What do you get when you mix incredible historical detail with a Cinderella-type heroine and a complex, muddled plot? Well, among other things, you get a very frustrated reader! Hidden Heiress is such a mixed bag I hardly know how to describe it. While Amanda Scott has a talent for drawing the reader into the world of sixteenth century Scotland in a very compelling way, both the characters and the plot of this book suffer from some problems.
Elspeth, our Cinderella-like heroine, lives with Sir Hector Farnsworth, his shrew of a wife, and their two nasty daughters, Drusilla and Jelyan. The Earl of Angus, who claims to be her father, has placed her in their care. Naturally, the Farnsworths enjoy the fruits of Elspeth’s menial labor. After all, she must pay for her upkeep somehow! Thus we have the classic situation of the quiet, obedient female being abused and overworked by the evil “stepmother” and “stepsisters.”
Elspeth is ambling along quite nicely in this miserable life of hers when she unexpectedly bumps into Sir Patrick MacRae in the woods. Sir Patrick is in a difficult situation. He serves Finn McKenzie, Lord Kintail, who is also his best friend (Finn’s story was told in the previous book, Abducted Heiress). Since Finn and his wife have been imprisoned by Cardinal David Beaton, who is kind of acting as the “pope” of Scotland, Patrick has been forced by Beaton to spy on the English for him. Thus, when we first meet Patrick, he is hiding out in the woods by Elspeth’s home, Farnsworth Tower. The Earl of Angus has set some men on his trail, and they want to nail him for being a spy.

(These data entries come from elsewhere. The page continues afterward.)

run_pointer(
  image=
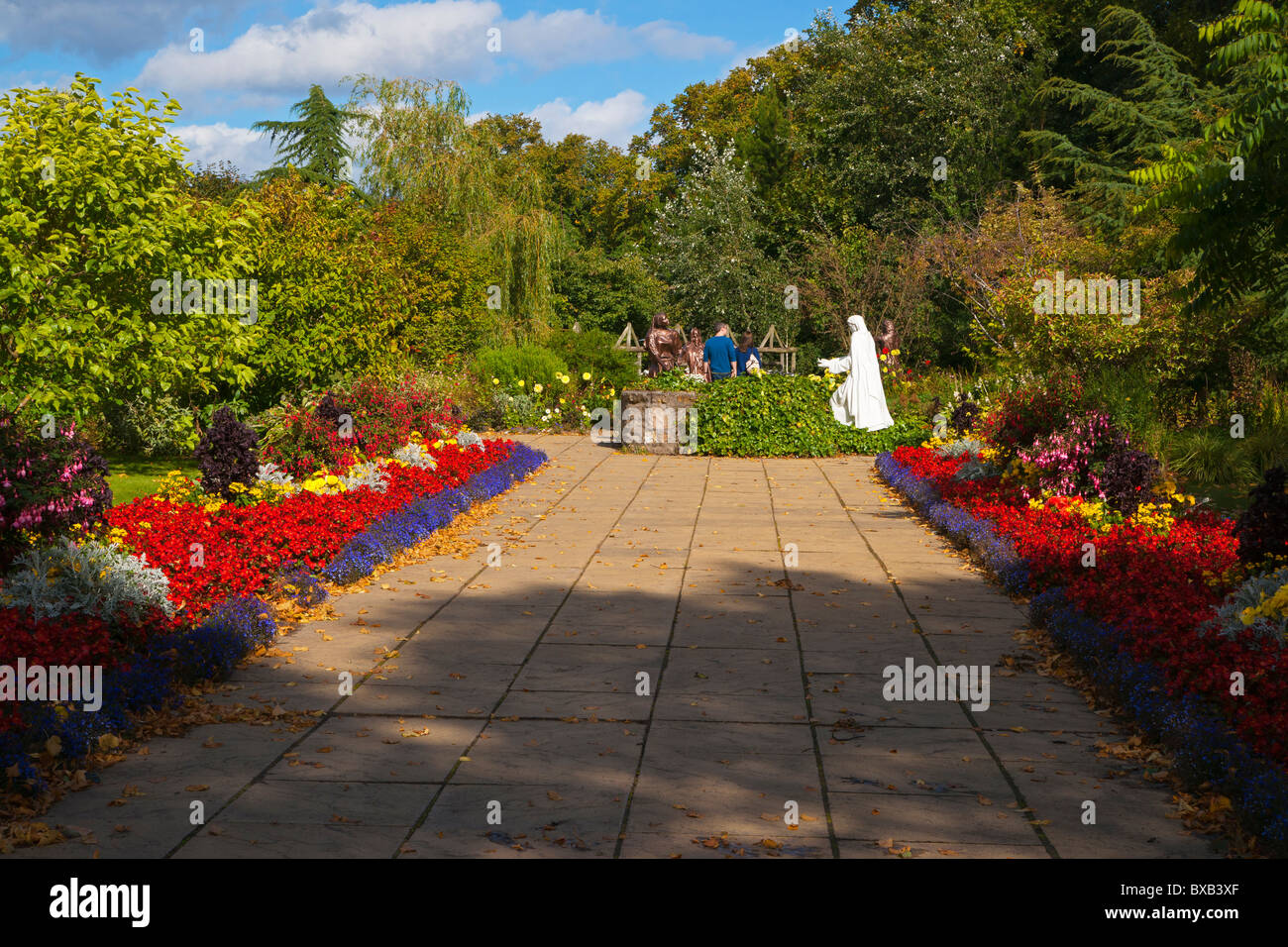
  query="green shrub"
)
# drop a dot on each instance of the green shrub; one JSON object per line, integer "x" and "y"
{"x": 153, "y": 427}
{"x": 777, "y": 415}
{"x": 1209, "y": 457}
{"x": 592, "y": 352}
{"x": 514, "y": 364}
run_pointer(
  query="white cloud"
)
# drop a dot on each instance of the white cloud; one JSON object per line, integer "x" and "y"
{"x": 446, "y": 39}
{"x": 209, "y": 145}
{"x": 614, "y": 119}
{"x": 106, "y": 29}
{"x": 567, "y": 38}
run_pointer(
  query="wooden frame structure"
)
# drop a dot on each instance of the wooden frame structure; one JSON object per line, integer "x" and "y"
{"x": 773, "y": 346}
{"x": 629, "y": 342}
{"x": 769, "y": 346}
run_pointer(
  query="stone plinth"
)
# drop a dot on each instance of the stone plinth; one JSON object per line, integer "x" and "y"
{"x": 658, "y": 421}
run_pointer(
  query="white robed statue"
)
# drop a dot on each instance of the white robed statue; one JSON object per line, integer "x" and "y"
{"x": 861, "y": 401}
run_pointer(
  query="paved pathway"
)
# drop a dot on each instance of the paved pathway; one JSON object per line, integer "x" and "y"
{"x": 514, "y": 690}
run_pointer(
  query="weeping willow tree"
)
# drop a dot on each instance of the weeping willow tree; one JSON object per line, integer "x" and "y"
{"x": 415, "y": 144}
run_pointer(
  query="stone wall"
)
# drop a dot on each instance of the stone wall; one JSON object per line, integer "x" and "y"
{"x": 660, "y": 421}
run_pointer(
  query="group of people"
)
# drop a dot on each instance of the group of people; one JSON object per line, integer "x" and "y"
{"x": 716, "y": 359}
{"x": 858, "y": 402}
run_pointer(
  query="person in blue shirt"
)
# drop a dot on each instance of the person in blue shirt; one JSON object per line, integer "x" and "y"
{"x": 720, "y": 354}
{"x": 746, "y": 352}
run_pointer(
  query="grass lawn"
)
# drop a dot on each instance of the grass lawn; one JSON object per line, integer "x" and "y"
{"x": 134, "y": 476}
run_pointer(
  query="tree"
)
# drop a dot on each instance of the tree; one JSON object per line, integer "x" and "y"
{"x": 94, "y": 213}
{"x": 600, "y": 291}
{"x": 1141, "y": 99}
{"x": 219, "y": 180}
{"x": 348, "y": 287}
{"x": 313, "y": 144}
{"x": 707, "y": 250}
{"x": 1232, "y": 184}
{"x": 765, "y": 145}
{"x": 416, "y": 144}
{"x": 912, "y": 115}
{"x": 596, "y": 191}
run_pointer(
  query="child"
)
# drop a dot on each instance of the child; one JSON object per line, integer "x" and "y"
{"x": 748, "y": 356}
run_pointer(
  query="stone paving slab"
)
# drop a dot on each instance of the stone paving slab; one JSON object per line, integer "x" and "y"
{"x": 675, "y": 656}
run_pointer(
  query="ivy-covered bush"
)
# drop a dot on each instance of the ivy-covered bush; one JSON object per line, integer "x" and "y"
{"x": 781, "y": 415}
{"x": 227, "y": 454}
{"x": 1262, "y": 528}
{"x": 47, "y": 483}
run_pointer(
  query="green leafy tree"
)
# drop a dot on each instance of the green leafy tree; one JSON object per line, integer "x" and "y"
{"x": 416, "y": 144}
{"x": 347, "y": 289}
{"x": 1141, "y": 98}
{"x": 601, "y": 291}
{"x": 597, "y": 192}
{"x": 707, "y": 250}
{"x": 94, "y": 210}
{"x": 931, "y": 85}
{"x": 313, "y": 144}
{"x": 1231, "y": 185}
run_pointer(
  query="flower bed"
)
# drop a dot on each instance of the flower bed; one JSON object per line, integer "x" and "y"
{"x": 171, "y": 589}
{"x": 1145, "y": 621}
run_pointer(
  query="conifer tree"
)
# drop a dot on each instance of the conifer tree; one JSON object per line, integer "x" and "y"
{"x": 313, "y": 144}
{"x": 1140, "y": 99}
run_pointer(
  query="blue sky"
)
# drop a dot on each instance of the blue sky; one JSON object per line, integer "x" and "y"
{"x": 593, "y": 69}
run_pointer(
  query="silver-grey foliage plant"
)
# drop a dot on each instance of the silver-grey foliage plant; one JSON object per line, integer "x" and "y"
{"x": 93, "y": 578}
{"x": 1228, "y": 620}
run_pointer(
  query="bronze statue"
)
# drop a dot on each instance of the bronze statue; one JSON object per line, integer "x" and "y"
{"x": 664, "y": 346}
{"x": 889, "y": 342}
{"x": 694, "y": 357}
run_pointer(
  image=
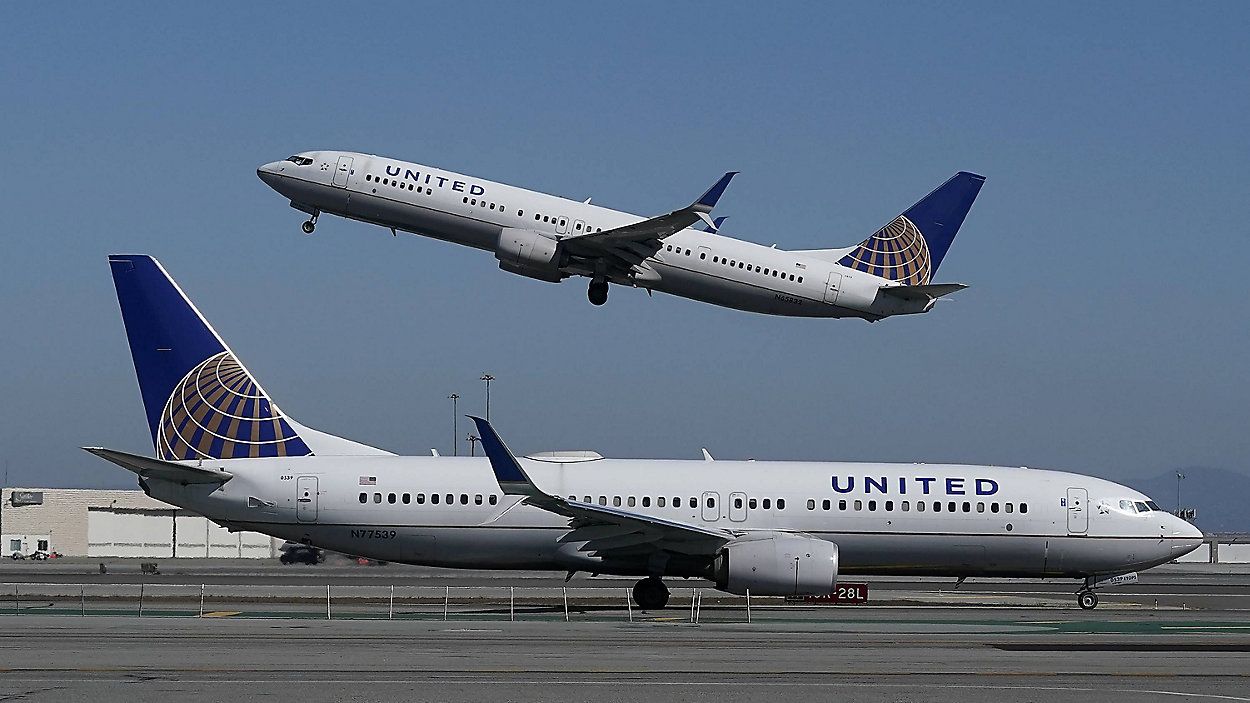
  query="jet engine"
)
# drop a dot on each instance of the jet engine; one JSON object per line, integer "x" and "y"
{"x": 781, "y": 564}
{"x": 529, "y": 253}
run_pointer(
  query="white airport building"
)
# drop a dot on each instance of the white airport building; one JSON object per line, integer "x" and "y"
{"x": 80, "y": 522}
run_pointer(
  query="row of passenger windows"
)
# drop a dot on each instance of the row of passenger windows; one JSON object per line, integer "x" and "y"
{"x": 905, "y": 505}
{"x": 396, "y": 183}
{"x": 435, "y": 498}
{"x": 664, "y": 502}
{"x": 734, "y": 263}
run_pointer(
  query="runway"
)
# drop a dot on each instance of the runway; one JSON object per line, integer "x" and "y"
{"x": 884, "y": 656}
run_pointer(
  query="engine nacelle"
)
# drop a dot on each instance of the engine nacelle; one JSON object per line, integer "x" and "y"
{"x": 781, "y": 564}
{"x": 529, "y": 253}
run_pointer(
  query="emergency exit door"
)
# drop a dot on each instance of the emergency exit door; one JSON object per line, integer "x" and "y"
{"x": 305, "y": 499}
{"x": 343, "y": 171}
{"x": 1078, "y": 510}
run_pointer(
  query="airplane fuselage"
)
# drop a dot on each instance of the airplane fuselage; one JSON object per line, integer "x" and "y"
{"x": 695, "y": 264}
{"x": 884, "y": 518}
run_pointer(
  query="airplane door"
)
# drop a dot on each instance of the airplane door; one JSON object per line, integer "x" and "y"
{"x": 343, "y": 171}
{"x": 1078, "y": 510}
{"x": 711, "y": 507}
{"x": 833, "y": 287}
{"x": 305, "y": 499}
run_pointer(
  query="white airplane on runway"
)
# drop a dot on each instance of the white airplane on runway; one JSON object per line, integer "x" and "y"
{"x": 550, "y": 238}
{"x": 770, "y": 528}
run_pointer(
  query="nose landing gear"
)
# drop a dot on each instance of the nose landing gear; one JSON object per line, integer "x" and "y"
{"x": 598, "y": 292}
{"x": 310, "y": 224}
{"x": 650, "y": 593}
{"x": 1086, "y": 599}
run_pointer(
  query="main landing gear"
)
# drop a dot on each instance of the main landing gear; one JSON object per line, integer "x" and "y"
{"x": 650, "y": 593}
{"x": 310, "y": 224}
{"x": 598, "y": 295}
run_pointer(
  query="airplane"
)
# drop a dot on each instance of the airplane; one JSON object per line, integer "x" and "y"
{"x": 225, "y": 450}
{"x": 550, "y": 238}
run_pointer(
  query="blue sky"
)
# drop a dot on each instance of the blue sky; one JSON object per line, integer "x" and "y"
{"x": 1105, "y": 329}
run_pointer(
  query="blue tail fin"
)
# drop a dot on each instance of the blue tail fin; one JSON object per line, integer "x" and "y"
{"x": 914, "y": 244}
{"x": 201, "y": 403}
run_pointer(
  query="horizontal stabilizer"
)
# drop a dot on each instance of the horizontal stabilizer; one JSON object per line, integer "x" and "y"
{"x": 146, "y": 467}
{"x": 928, "y": 292}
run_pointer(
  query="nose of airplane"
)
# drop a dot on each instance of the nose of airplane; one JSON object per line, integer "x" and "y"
{"x": 270, "y": 171}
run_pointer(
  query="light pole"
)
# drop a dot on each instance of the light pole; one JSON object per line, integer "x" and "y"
{"x": 1179, "y": 475}
{"x": 488, "y": 378}
{"x": 455, "y": 425}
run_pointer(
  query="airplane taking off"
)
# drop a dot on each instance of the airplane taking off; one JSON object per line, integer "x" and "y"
{"x": 550, "y": 238}
{"x": 771, "y": 528}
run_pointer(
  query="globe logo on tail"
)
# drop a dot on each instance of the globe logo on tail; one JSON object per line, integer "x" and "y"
{"x": 896, "y": 252}
{"x": 219, "y": 412}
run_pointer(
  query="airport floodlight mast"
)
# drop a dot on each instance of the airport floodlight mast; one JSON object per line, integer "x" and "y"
{"x": 1179, "y": 477}
{"x": 488, "y": 378}
{"x": 455, "y": 425}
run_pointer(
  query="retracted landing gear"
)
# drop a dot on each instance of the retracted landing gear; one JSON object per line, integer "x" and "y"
{"x": 598, "y": 295}
{"x": 650, "y": 593}
{"x": 310, "y": 224}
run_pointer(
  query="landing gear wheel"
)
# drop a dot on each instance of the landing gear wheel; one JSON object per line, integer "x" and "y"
{"x": 650, "y": 594}
{"x": 1086, "y": 599}
{"x": 598, "y": 292}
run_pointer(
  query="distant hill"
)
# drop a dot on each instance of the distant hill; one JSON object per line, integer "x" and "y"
{"x": 1220, "y": 497}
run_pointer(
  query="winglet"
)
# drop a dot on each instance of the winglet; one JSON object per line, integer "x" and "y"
{"x": 509, "y": 473}
{"x": 709, "y": 199}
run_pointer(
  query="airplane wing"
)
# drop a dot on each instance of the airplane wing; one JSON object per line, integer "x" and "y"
{"x": 631, "y": 244}
{"x": 148, "y": 467}
{"x": 606, "y": 532}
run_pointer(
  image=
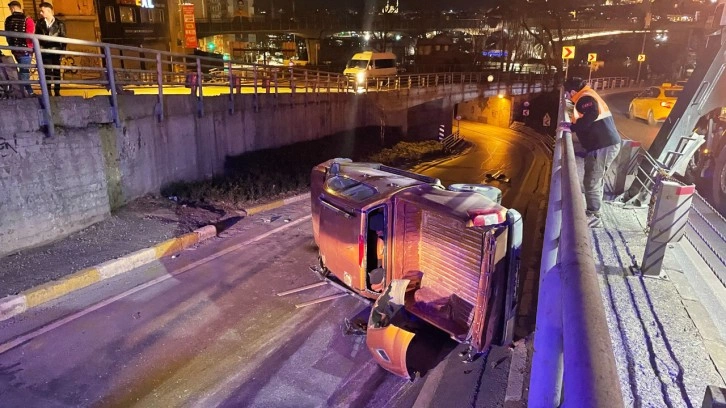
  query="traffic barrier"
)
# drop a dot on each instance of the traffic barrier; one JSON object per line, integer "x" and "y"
{"x": 668, "y": 222}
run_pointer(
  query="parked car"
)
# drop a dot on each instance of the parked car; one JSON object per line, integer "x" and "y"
{"x": 655, "y": 103}
{"x": 422, "y": 251}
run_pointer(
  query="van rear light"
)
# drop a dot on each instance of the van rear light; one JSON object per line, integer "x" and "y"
{"x": 361, "y": 249}
{"x": 485, "y": 217}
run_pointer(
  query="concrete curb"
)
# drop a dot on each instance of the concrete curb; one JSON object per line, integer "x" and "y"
{"x": 14, "y": 305}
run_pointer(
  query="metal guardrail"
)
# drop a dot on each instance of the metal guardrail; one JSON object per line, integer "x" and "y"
{"x": 115, "y": 69}
{"x": 706, "y": 224}
{"x": 573, "y": 359}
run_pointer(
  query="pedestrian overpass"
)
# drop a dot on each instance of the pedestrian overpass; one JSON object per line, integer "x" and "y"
{"x": 198, "y": 110}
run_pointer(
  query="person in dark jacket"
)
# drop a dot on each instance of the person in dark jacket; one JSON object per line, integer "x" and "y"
{"x": 595, "y": 128}
{"x": 49, "y": 25}
{"x": 20, "y": 23}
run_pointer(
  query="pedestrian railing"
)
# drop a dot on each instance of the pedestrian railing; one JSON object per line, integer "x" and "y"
{"x": 112, "y": 69}
{"x": 573, "y": 359}
{"x": 609, "y": 82}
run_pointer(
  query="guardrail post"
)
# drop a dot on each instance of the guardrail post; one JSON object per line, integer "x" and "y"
{"x": 274, "y": 78}
{"x": 111, "y": 77}
{"x": 231, "y": 78}
{"x": 200, "y": 90}
{"x": 670, "y": 215}
{"x": 160, "y": 84}
{"x": 44, "y": 91}
{"x": 254, "y": 80}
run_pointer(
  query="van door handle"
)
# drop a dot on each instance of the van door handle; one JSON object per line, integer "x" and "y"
{"x": 341, "y": 211}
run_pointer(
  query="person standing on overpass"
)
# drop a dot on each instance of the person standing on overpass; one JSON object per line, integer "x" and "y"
{"x": 20, "y": 23}
{"x": 595, "y": 128}
{"x": 51, "y": 26}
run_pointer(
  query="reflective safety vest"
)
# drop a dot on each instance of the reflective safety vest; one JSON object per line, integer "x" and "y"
{"x": 603, "y": 110}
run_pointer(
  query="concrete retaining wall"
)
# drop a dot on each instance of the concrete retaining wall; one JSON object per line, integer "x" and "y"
{"x": 491, "y": 110}
{"x": 51, "y": 187}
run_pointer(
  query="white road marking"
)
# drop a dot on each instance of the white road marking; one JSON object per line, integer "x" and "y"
{"x": 45, "y": 329}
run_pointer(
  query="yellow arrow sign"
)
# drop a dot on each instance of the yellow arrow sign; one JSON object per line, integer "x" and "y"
{"x": 568, "y": 52}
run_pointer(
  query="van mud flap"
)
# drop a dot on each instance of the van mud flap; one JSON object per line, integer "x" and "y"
{"x": 387, "y": 342}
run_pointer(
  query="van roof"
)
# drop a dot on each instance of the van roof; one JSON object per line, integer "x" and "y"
{"x": 368, "y": 55}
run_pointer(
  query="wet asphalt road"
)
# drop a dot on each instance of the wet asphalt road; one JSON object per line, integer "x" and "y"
{"x": 206, "y": 328}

For reasons which are unclear, Elspeth trusts Patrick immediately. It is hard to understand why she should be so trusting of strangers when the people in her own home treat her so terribly. Perhaps it is because he is “the handsomest man” she has ever seen. Although he is dressed in hunters’ garb and speaks like a commoner, she can tell from his arrogant bearing that he is somehow someone of consequence. Elspeth is so taken with Patrick that she helps him hide by suggesting he apply at Farnsworth Tower to work as the falconer for Sir Hector. Naturally, Patrick is quite skilled in working with birds, and thinks this is a terrific idea. As Elspeth and Patrick begin to see one another on a daily basis, the attraction between the two of them grows. It is a forbidden attraction, and one that lands Elspeth in a heap of trouble before the whole ordeal is over.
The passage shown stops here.